Дженни замерла, вцепившись пальцами в одеяло.
– Это единственное, что у нас оставалось: никто ничего не знал. Я постоянно твердила себе: “По крайней мере, никто не знает”. Пока люди считали, что у нас все отлично, у нас был шанс все наладить. Но если все считают вас больными на всю голову неудачниками, к вам начинают
“Как с тобой обращаются, так ты себя и чувствуешь”, – сказал я Ричи.
– Но есть же профессионалы – психологи, психотерапевты. Они информацию о клиентах не разглашают.
– Чего ради? Чтобы они сказали, что Пэт – псих, и забрали его в дурку, где он бы в самом деле свихнулся? Нет уж, психотерапевты Пэту были не нужны. Ему просто нужна была
Воздух казался твердым от жары. На долю секунды я увидел себя и Дину, нам было лет четырнадцать и пять соответственно, – я выкручиваю ей руку у школьных ворот: “Заткнись, заткнись, никогда не говори про маму с посторонними, а не то я тебе руку сломаю!” Ее пронзительный вопль, похожий на свисток паровоза, и тошнотворное, захватывающее дух удовольствие от того, что я тяну ее запястье все выше. Я нагнулся, чтобы подобрать рисунок, а заодно спрятать лицо.

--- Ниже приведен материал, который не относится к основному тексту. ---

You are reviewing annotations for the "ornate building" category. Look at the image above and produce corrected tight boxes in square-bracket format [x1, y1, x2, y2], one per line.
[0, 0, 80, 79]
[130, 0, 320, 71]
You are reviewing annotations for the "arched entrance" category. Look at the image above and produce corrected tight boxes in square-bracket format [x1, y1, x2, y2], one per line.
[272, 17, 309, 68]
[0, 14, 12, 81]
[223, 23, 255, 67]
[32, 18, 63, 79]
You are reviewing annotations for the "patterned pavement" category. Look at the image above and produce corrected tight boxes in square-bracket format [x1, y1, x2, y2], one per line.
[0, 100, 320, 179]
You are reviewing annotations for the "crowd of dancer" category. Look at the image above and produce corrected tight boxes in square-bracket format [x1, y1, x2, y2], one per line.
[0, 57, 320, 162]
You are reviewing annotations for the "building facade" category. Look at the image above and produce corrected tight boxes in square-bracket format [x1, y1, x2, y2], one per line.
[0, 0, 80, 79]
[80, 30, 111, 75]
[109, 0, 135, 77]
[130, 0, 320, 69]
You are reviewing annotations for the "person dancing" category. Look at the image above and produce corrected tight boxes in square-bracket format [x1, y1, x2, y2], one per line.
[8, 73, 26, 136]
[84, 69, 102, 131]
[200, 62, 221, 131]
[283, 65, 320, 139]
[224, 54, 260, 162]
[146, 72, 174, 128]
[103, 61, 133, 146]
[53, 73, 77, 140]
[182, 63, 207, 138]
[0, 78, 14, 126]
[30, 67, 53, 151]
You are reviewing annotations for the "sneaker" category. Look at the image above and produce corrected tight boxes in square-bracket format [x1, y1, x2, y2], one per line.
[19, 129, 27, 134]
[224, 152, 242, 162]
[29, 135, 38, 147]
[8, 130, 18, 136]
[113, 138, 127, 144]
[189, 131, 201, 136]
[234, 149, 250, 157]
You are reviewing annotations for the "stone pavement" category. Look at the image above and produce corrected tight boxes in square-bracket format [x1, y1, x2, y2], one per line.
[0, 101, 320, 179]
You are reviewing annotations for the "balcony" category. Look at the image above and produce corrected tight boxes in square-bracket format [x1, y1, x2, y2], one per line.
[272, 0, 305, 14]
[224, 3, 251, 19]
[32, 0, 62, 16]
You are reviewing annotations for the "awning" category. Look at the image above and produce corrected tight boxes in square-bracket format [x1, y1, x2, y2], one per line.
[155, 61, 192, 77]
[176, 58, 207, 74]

– Я ведь не многого хотела, – сказала Дженни. – Я не тщеславна и никогда не мечтала стать поп-звездой, главой корпорации или светской львицей. Я просто хотела быть нормальной.

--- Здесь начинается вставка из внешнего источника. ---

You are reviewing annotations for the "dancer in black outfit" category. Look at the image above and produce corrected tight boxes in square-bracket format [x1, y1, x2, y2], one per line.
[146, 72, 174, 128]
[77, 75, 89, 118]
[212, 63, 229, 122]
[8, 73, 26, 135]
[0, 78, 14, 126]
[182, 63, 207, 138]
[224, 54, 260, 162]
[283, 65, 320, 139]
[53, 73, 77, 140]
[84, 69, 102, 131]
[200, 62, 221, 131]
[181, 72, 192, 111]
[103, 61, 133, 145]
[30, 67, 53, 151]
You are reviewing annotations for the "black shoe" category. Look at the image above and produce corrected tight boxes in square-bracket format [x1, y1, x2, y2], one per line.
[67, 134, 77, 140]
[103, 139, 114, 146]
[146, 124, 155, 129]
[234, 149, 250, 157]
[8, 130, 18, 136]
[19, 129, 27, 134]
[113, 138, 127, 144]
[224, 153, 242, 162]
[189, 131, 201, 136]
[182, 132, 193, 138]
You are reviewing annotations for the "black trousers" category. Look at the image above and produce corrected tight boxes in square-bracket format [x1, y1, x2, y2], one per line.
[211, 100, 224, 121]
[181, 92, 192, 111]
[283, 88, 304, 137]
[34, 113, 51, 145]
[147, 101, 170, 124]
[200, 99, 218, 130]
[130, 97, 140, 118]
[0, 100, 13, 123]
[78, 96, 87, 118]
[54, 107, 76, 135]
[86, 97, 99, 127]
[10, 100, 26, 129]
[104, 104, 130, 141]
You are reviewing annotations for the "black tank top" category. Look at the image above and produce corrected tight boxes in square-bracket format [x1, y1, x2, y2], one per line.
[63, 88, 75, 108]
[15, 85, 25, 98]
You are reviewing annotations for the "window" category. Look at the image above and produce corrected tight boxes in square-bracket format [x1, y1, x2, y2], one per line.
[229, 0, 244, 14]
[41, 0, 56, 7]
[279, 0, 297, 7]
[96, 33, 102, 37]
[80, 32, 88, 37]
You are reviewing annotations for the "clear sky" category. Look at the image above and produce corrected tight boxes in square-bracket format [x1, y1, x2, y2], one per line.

Ее голос лишился последних остатков силы, стал сухим и бесцветным. Я положил рисунок обратно на кровать, но Дженни, похоже, не заметила.
– Так вы поэтому забрали Джека из сада, верно? – спросил я. – Не из-за денег. Он говорил, что слышал, как скребется зверь, и вы боялись, что он скажет об этом там.
Дженни отшатнулась, словно я замахнулся на нее кулаком.